Embracing The Generative AI Era For Mining
Everyone is talking about artificial intelligence (AI), and whether it spells a new future for business and industry, or whether it is going to destroy jobs and – ultimately – the world.
Despite the fears of science-fiction writers around the globe, the latter is unlikely to occur, but as for the benefits AI (and in particular generative AI, which is similar to ChatGPT) can offer, sectors like mining will benefit enormously from implementing this new technology judiciously.
According to Nishal Nair, Industry X lead for Accenture in Africa, the power of generative AI comes from unsupervised learning techniques. This means that based on the prompt it is given, it will independently create new contextual data that can easily be interpreted and applied across a mine’s value chain, from exploration through to delivery of the final product.
“The applications for generative AI in mining begin with exploration. Here geologists need to identify new deposits of minerals, in what is a data-intensive exercise, with the data appearing in multiple formats too. Generative AI helps fill in gaps in the data and enables the user to make sense of the information with limited need for manual interpolation and extrapolation of the data,” he says.
“It can also assist with sub-surface modelling – which has similar issues around different sources of data and its levels of completeness – enabling the mine to produce 3D subsurface models of the distribution of the deposit. This allows mining engineers to develop a mine plan to extract these more efficiently.”
Nair adds that with the drilling and blasting required for extraction and processing, generative AI is perfect for developing efficient drill and blast plans, as it helps you understand the overall geological conditions better.
“With an optimal drill and blast plan in hand, it means you can find the right areas with the best access to the ore, speeding up the process, reducing the waste and making the downstream processing less costly, as it is more efficient and less intensive.
“The same goes for material stockpiles. With the insights provided by generative AI into the contents of the pile, you will have a clearer understanding of the ore properties that reside within, allowing for better blending decisions and downstream processing, to increase throughput.”
He says it even assists with regard to asset management, enabling one to predict potential failures and implement proactive maintenance, which can thus be undertaken in a planned manner, and is far less costly than unplanned downtime.
“Then of course, with underground mining, we have an inherently dangerous environment, threatened by rockfalls and unexpected cavities.
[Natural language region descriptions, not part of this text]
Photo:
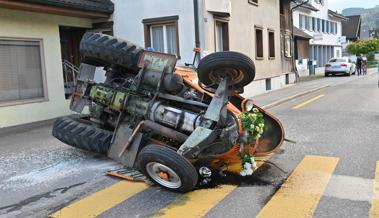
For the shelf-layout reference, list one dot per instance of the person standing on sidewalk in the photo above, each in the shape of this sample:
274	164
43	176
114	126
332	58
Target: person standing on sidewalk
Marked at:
359	65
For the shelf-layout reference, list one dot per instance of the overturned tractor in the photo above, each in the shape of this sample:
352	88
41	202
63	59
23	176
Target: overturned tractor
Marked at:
178	126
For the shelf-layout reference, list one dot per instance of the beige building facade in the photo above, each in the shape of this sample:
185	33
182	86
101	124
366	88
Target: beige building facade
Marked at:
31	52
252	27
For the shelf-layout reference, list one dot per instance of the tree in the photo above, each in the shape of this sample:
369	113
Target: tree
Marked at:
363	46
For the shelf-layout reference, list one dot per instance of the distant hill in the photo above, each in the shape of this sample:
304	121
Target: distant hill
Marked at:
370	16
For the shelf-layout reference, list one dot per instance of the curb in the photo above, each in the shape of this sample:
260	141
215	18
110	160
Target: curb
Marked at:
279	102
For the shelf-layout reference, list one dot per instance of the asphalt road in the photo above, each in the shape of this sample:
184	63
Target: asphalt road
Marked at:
39	175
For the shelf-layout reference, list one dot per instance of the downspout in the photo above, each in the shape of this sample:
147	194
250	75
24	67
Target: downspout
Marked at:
293	40
196	18
197	31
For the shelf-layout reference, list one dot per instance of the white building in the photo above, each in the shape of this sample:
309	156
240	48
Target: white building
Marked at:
325	26
252	27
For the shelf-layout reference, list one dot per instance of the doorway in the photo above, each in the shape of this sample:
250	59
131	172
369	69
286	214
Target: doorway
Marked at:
70	40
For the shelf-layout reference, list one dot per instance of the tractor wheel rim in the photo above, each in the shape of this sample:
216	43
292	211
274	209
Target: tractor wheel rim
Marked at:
155	171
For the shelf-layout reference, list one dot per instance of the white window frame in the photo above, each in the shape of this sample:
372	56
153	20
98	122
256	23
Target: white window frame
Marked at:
164	36
43	72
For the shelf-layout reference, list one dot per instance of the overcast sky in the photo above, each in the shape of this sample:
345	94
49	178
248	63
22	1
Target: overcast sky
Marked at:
339	5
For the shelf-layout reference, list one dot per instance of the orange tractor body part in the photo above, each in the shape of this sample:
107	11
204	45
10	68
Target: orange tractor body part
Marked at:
266	145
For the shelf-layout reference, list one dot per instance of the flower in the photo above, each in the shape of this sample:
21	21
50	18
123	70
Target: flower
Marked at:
243	173
247	166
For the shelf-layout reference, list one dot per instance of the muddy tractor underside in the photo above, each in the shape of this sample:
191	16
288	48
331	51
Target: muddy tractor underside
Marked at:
175	125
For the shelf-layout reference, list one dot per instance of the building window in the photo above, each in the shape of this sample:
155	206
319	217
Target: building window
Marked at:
307	22
268	84
162	34
332	27
287	79
221	35
271	44
281	7
301	21
258	43
21	70
327	27
254	2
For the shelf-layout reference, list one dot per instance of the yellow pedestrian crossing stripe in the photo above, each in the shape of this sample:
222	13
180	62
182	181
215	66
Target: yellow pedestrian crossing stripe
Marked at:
301	192
374	211
299	195
196	203
101	201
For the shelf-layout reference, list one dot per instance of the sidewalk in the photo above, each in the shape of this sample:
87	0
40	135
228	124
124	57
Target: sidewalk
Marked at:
274	98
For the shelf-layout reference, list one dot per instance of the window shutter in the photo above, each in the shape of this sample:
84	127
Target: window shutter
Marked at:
20	70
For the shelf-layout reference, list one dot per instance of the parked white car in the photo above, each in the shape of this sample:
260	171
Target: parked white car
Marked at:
340	66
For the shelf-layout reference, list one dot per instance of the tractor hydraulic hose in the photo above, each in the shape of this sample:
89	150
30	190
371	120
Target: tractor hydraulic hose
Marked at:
157	128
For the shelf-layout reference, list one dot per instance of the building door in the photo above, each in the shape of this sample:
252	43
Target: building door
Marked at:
221	36
70	39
Since any accident here will lead to a halt in production, a negative emotional impact on employees and even potential loss of life, generative AI can really contribute to safety,” he says.
Generative AI can be used effectively to leverage geological, operational and heavy machinery data, pulling this together to predict with accuracy where there are potential dangers. This means mines can adjust their plans to avoid proximity to these danger zones and keep their employees safer.
“While there are many AI technology opportunities to exploit, there are also any number of threats that can impact an organisation. To this end, we recommend businesses first consider the guardrails they need in place to prevent finding themselves on the wrong side of the rules – much like plagiarism concerns continue to swirl around the use of ChatGPT.
“From an Accenture point of view, we help mining companies to navigate the implementation and use of this new technology, and ensure it is fine-tuned to the specifics of the individual organisation.
“We see our role as helping mines to overcome the uncertainty that exists around the use of such technology, so that they can adopt generative AI in a responsible and value-adding way into their business,” says Nair.